ClubCorp to cut leverage ratios to below 4x, pay down debt with cash

By Devika Patel

Knoxville, Tenn., Oct. 13 – ClubCorp Holdings, Inc. will delever its balance sheet in an effort to cut its leverage ratio to below four times earnings. As part of this strategy, the company plans to use its excess cash to pay down its debt and ClubCorp’s chief executive pointed to the company’s recent loan refinancing as part of these cost-saving measures.

“We will continue our successful acquisition and reinvention strategy and now feel the company is better positioned to actively delever our balance sheet,” president and chief executive officer Eric Affeldt said on the company’s earnings call on Thursday.

“The company’s current leverage ratio stands at 4.4x and we are now reducing the company’s target leverage ratio to below 4x and expect to achieve this lower leverage ratio over the next 12 to 18 months.

“We plan to further delever by growing adjusted EBITDA, reducing total capital spend and using excess cash to pay down debt.

“This quarter we repriced and refinanced our debt to lower future interest expense, increasing free cash flow by approximately $2.5 million annually.

“The company completed the repricing of its existing term loan facility and was able to lower the rate on its loan to Libor plus 300 basis points with a 1% Libor floor.”

Loan

As previously reported, on Sept. 14, ClubCorp Club Operations Inc. launched a repricing of its $675 million senior secured covenant-light term loan due Dec. 15, 2022 at Libor plus 300 basis points with a 1% Libor floor and a par issue price.
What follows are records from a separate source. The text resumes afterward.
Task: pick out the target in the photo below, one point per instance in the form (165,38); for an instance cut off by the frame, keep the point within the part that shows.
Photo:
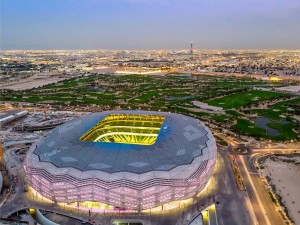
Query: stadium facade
(127,159)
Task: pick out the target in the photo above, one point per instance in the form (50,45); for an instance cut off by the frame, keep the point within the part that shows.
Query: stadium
(131,160)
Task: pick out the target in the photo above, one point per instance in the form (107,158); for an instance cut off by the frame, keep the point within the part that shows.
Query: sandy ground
(37,80)
(286,177)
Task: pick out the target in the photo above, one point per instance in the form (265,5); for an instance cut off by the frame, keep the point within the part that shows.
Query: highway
(262,204)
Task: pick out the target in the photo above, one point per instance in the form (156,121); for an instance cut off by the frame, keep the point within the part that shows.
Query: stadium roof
(179,141)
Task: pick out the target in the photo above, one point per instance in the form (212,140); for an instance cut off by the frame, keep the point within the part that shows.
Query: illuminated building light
(126,129)
(129,177)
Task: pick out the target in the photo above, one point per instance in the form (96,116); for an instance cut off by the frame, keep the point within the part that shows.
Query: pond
(263,122)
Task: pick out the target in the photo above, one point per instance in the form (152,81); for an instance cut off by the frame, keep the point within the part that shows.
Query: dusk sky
(150,24)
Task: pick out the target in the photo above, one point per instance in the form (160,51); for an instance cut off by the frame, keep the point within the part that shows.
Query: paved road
(262,203)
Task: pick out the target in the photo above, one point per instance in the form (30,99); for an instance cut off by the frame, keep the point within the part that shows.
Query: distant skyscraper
(191,50)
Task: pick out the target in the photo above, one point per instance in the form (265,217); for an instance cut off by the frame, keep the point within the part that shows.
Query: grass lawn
(242,99)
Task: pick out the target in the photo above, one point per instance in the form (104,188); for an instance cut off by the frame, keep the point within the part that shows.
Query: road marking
(255,192)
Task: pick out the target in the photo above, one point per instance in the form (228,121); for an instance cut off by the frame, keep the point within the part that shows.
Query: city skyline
(149,24)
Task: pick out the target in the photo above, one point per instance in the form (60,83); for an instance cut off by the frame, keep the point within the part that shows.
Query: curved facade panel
(125,166)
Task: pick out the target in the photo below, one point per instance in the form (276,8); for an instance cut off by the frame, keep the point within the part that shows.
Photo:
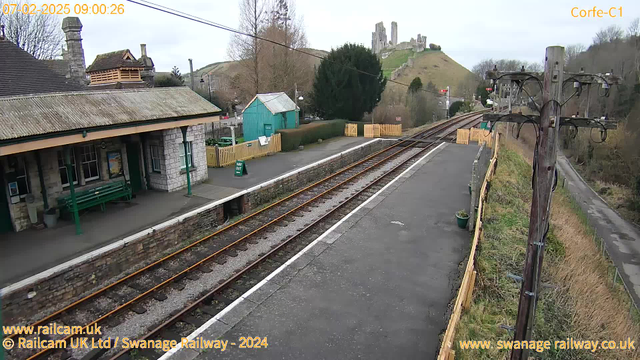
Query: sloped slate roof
(21,73)
(24,116)
(113,60)
(275,102)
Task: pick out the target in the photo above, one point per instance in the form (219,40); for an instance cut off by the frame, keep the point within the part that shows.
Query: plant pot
(50,218)
(462,221)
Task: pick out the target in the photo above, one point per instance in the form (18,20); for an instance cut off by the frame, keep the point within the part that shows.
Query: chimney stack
(72,28)
(149,70)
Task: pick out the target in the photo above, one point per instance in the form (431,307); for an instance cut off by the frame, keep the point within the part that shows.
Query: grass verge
(578,298)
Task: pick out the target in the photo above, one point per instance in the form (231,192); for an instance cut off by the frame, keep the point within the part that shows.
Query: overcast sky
(468,31)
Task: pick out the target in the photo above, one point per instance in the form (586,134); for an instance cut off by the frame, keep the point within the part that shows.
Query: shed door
(268,130)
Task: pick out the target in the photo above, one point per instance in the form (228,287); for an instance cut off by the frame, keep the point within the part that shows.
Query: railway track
(109,305)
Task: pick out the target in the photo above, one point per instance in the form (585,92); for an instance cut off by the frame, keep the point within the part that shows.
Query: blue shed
(267,113)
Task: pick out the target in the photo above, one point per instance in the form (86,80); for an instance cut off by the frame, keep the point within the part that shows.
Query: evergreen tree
(341,91)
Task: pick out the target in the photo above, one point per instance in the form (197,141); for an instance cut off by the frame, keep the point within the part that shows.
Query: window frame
(24,175)
(95,159)
(183,165)
(156,159)
(74,165)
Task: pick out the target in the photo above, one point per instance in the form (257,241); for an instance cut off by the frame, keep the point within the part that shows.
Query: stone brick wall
(69,285)
(62,288)
(52,181)
(172,141)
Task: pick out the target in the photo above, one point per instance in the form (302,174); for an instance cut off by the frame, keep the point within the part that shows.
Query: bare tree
(612,33)
(571,53)
(286,68)
(245,49)
(634,28)
(38,34)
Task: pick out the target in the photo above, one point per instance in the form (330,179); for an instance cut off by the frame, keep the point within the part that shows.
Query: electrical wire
(187,16)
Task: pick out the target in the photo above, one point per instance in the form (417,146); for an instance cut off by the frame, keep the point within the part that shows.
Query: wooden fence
(465,293)
(372,130)
(351,130)
(462,136)
(377,130)
(390,130)
(223,156)
(479,135)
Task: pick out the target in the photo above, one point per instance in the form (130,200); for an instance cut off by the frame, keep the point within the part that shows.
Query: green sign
(241,168)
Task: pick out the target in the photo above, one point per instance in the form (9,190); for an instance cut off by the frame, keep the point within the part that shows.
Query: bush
(310,133)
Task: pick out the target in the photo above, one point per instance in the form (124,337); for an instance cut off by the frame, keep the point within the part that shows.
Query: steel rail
(195,304)
(430,130)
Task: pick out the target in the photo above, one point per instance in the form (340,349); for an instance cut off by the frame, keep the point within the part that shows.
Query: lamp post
(208,83)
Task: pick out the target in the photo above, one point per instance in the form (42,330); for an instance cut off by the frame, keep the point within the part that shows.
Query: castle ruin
(379,41)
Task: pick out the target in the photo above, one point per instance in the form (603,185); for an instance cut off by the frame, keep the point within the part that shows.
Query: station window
(189,155)
(62,169)
(22,178)
(156,157)
(89,160)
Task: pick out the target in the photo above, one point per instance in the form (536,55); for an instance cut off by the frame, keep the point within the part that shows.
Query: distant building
(133,137)
(267,113)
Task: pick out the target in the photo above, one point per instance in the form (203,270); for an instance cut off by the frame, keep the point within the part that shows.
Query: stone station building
(129,135)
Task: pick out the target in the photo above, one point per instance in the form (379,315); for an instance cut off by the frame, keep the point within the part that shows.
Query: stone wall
(66,286)
(172,141)
(52,181)
(62,288)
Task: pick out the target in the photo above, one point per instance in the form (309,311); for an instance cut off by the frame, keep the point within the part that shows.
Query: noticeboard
(241,168)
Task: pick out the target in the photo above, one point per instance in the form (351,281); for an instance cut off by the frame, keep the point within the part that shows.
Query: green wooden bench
(96,196)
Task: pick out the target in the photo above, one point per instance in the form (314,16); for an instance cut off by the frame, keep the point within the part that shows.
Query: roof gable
(21,73)
(114,60)
(275,102)
(25,116)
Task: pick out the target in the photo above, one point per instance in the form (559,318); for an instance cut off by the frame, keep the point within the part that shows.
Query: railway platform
(375,285)
(32,252)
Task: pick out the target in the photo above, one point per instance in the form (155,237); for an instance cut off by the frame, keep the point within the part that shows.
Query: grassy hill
(231,68)
(429,65)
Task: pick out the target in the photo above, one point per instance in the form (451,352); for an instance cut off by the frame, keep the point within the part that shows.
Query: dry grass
(582,302)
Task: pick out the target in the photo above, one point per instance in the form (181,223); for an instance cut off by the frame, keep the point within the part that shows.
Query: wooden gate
(351,130)
(372,130)
(462,136)
(391,129)
(248,150)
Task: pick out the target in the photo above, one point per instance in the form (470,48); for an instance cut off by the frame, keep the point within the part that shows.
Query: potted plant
(462,218)
(50,217)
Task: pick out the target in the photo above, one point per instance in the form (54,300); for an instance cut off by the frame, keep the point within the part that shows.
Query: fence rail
(462,136)
(351,130)
(223,156)
(377,130)
(465,293)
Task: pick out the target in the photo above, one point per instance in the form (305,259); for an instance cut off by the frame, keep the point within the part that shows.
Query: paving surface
(376,287)
(621,238)
(29,252)
(269,167)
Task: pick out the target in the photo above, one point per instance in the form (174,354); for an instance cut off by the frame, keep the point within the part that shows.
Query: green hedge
(310,133)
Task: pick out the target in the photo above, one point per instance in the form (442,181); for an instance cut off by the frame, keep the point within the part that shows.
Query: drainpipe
(145,162)
(72,191)
(42,185)
(186,158)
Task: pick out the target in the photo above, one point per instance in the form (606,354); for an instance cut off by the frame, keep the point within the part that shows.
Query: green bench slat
(96,196)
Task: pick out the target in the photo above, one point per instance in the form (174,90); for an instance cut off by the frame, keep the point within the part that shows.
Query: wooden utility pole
(543,182)
(547,126)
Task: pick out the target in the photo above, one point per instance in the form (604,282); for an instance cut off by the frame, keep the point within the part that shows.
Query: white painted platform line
(122,243)
(211,321)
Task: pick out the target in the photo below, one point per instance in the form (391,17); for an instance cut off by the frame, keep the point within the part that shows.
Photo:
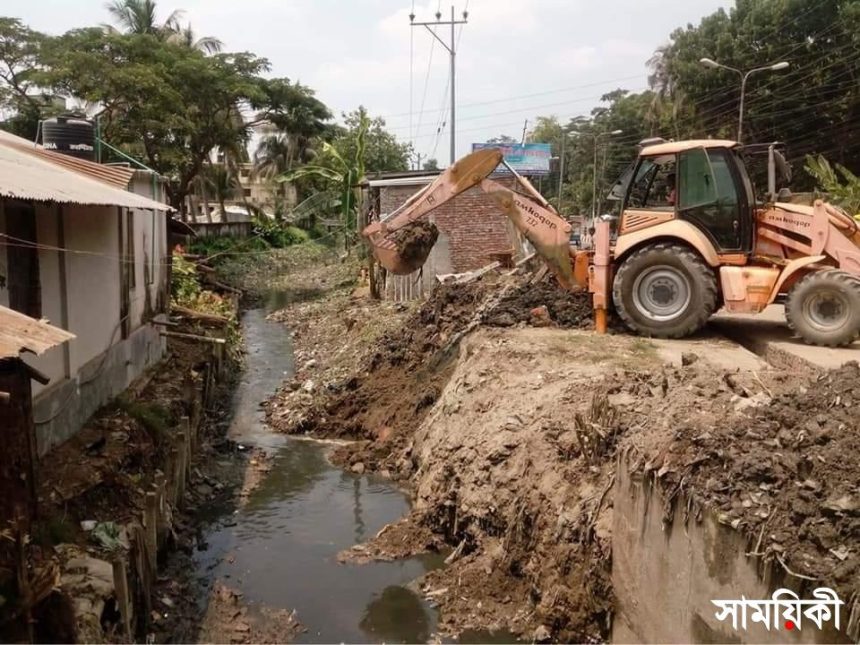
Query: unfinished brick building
(473,231)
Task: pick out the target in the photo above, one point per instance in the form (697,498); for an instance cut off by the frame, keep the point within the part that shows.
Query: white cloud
(358,52)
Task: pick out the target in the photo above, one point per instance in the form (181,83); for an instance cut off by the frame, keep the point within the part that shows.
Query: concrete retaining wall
(665,577)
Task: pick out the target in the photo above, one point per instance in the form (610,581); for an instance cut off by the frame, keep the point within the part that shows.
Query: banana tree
(346,175)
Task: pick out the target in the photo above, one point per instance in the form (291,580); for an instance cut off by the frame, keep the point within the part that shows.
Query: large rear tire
(665,290)
(823,308)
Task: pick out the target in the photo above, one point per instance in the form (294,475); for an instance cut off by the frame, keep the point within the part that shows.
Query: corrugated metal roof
(20,333)
(28,176)
(114,175)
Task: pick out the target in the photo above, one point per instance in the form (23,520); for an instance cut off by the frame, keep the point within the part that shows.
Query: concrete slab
(720,353)
(768,334)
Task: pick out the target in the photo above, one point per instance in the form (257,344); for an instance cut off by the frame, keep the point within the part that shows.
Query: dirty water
(279,549)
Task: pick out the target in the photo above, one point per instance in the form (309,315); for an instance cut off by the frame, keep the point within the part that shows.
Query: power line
(507,99)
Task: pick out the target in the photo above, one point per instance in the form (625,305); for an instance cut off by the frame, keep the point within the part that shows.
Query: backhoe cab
(690,240)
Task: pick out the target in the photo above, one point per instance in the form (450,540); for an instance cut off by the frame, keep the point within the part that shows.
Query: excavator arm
(530,213)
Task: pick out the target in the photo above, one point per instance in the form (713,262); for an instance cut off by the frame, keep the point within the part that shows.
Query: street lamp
(594,178)
(712,64)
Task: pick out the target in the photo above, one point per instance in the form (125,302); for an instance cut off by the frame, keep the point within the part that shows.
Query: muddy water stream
(280,548)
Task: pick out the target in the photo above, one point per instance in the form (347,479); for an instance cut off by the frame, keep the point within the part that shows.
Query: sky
(516,59)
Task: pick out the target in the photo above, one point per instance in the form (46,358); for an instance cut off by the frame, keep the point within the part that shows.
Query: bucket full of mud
(404,250)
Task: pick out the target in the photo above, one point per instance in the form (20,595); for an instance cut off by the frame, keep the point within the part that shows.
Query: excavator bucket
(401,243)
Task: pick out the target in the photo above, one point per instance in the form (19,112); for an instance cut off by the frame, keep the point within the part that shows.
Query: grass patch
(155,419)
(54,530)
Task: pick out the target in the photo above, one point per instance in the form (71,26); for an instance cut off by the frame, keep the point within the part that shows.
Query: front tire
(665,290)
(823,308)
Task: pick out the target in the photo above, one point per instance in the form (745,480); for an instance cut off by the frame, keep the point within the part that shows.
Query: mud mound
(392,392)
(415,240)
(566,308)
(785,473)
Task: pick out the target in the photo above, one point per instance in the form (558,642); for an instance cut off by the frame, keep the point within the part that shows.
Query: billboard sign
(529,159)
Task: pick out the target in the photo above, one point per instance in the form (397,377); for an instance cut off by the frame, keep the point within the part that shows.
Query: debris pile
(784,472)
(395,385)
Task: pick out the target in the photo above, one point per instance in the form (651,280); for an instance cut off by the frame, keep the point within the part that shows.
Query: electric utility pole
(453,55)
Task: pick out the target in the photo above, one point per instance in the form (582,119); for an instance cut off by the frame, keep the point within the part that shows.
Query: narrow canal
(279,549)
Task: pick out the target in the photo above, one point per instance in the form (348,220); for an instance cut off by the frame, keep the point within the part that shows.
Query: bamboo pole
(120,582)
(201,339)
(182,438)
(150,521)
(161,523)
(174,476)
(199,315)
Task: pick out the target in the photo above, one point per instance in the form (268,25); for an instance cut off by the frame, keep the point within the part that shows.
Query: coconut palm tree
(141,17)
(186,36)
(344,174)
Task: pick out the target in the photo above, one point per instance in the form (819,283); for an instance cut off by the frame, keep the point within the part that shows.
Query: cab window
(653,187)
(709,195)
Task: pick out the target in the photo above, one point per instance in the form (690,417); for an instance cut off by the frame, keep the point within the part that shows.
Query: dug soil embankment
(510,437)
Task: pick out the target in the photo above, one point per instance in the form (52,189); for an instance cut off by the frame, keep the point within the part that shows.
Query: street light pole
(561,168)
(712,64)
(453,55)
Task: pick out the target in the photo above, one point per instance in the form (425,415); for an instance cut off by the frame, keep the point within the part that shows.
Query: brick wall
(475,227)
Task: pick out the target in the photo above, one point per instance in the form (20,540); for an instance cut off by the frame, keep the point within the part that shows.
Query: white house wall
(52,362)
(93,280)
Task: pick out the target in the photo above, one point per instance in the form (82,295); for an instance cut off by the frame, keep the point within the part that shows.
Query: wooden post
(196,416)
(174,476)
(188,392)
(185,426)
(161,524)
(182,469)
(120,582)
(150,521)
(18,438)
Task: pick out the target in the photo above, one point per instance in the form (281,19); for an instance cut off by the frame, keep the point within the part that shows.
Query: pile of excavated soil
(784,471)
(390,394)
(415,240)
(566,308)
(498,472)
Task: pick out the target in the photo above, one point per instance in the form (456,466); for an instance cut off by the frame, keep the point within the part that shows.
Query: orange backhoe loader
(690,239)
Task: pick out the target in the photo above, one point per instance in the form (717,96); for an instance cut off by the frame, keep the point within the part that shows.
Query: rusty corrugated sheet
(20,333)
(28,176)
(113,175)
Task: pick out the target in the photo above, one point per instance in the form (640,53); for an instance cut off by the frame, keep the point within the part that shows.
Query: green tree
(297,122)
(841,185)
(140,17)
(344,173)
(382,152)
(19,63)
(167,104)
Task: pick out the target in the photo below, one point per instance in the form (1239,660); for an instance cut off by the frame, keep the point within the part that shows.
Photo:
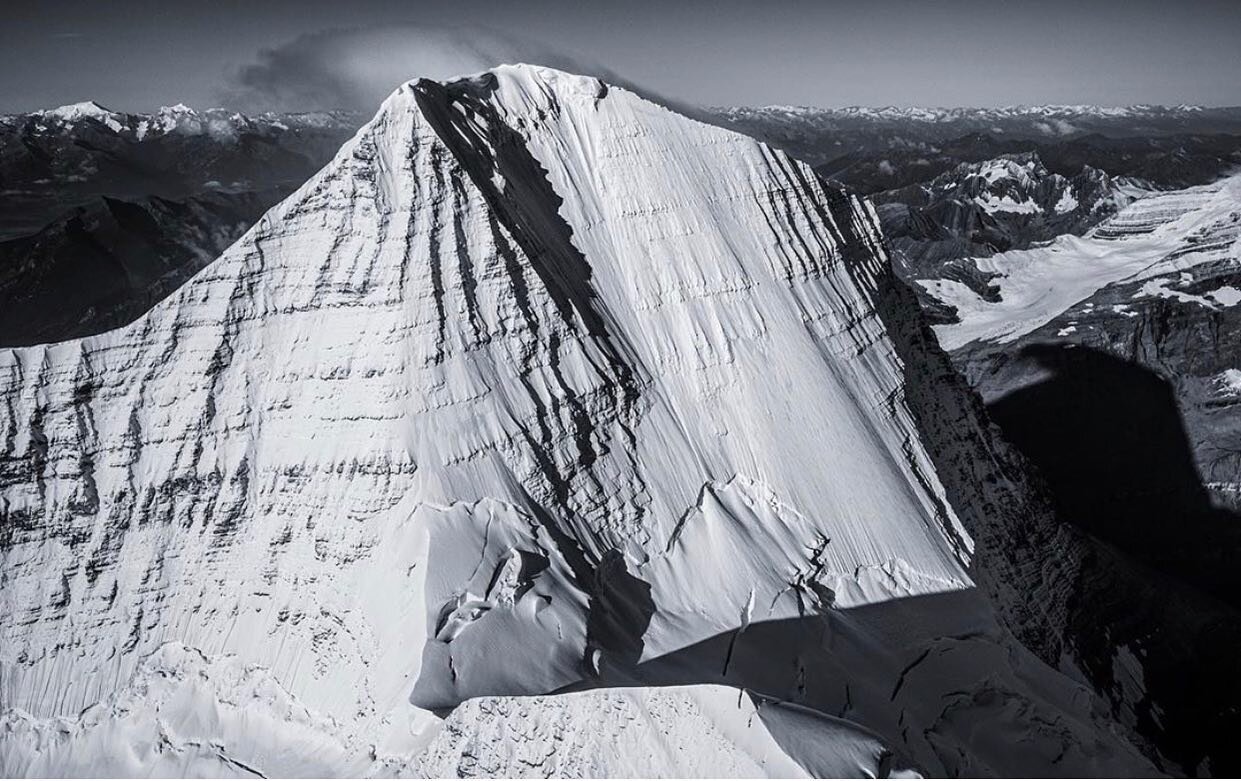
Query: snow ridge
(477,412)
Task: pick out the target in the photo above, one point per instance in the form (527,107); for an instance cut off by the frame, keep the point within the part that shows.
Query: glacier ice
(539,405)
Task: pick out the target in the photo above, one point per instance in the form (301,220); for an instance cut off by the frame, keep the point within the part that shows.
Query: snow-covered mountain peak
(537,384)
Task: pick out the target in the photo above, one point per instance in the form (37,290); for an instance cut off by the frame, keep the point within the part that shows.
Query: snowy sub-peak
(86,109)
(1157,245)
(536,386)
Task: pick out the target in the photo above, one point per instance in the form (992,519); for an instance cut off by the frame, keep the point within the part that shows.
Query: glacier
(540,406)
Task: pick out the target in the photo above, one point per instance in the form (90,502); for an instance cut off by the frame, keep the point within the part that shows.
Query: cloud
(356,68)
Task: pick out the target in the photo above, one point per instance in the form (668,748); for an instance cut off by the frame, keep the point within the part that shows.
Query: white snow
(530,350)
(1147,239)
(1226,296)
(1067,201)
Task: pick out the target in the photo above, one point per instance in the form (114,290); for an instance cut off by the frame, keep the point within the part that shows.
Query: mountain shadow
(1108,438)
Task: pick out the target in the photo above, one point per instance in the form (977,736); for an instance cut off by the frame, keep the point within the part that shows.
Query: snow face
(535,384)
(1154,236)
(87,109)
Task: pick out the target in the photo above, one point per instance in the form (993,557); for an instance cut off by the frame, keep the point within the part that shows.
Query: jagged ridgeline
(545,431)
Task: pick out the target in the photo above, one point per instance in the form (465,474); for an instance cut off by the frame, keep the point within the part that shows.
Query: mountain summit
(541,415)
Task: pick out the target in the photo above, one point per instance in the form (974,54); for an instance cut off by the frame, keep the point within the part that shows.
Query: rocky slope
(938,229)
(540,395)
(1158,284)
(819,135)
(1111,361)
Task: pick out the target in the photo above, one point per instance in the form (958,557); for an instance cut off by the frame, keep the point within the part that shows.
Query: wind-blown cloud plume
(356,68)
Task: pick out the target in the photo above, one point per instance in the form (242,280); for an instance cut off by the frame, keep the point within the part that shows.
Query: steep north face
(540,404)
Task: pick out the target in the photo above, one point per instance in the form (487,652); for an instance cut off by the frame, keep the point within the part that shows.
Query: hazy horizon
(137,55)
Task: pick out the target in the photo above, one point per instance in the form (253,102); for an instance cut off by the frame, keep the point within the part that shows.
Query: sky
(284,55)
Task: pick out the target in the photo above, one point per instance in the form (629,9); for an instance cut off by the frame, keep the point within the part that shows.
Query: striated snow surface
(537,385)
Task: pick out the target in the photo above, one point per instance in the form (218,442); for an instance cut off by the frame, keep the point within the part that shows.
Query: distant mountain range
(106,212)
(822,134)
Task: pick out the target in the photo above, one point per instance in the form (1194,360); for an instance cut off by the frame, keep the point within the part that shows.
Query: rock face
(938,229)
(834,135)
(107,212)
(536,386)
(1111,361)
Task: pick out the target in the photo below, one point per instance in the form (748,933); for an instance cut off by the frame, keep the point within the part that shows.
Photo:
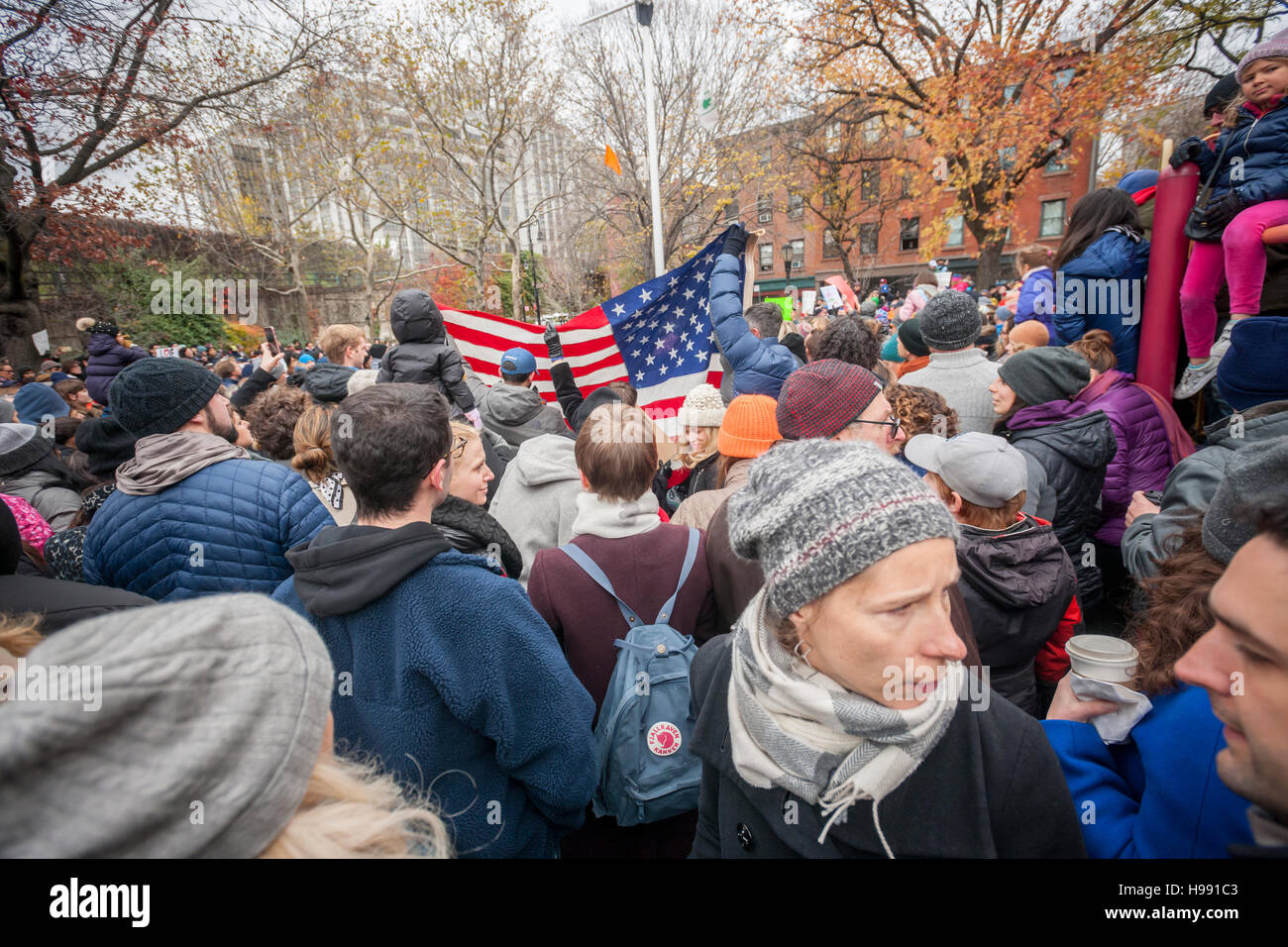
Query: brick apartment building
(890,245)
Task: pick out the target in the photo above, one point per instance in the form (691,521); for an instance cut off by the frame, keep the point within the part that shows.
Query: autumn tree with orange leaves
(984,93)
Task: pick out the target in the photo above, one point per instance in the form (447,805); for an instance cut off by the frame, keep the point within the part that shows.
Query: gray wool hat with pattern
(815,513)
(949,321)
(1256,474)
(222,701)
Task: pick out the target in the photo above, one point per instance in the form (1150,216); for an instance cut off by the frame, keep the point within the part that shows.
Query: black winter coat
(1018,585)
(992,788)
(1070,447)
(423,355)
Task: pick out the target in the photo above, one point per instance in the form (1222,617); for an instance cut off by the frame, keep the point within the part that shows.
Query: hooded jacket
(1109,279)
(1193,482)
(106,360)
(458,684)
(1258,141)
(423,355)
(991,789)
(202,519)
(536,502)
(1018,585)
(1144,454)
(1068,447)
(760,367)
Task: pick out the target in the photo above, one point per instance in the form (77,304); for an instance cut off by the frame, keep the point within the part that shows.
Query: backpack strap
(588,565)
(691,554)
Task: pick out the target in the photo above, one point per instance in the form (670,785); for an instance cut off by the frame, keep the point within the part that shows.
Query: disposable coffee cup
(1103,657)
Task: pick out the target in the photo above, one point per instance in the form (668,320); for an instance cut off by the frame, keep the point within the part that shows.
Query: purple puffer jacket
(106,359)
(1144,453)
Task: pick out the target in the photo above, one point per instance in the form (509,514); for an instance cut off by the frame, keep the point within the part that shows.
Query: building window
(1052,218)
(870,185)
(767,257)
(956,231)
(910,234)
(868,235)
The repriced loan has 101 soft call protection for six months and took the term loan down from Libor plus 325 bps with a 1% Libor floor.

Citigroup Global Markets Inc. is the lead bank on the loan.

Financial highlights

At the end of the third quarter, the company had $92.1 million in cash and cash equivalents and total liquidity of $237 million.

Additionally, ClubCorp completed the refinancing of $37 million in mortgage debt with a new rate of Libor plus 290 basis points, with a 0.25% Libor floor. Combined with the refinancing of the $675 million loan, the transactions will save the company $2.5 million in annual cash interest expense.

The Dallas-based company manages and operates golf and country clubs, as well as business, sports and alumni clubs in the United States.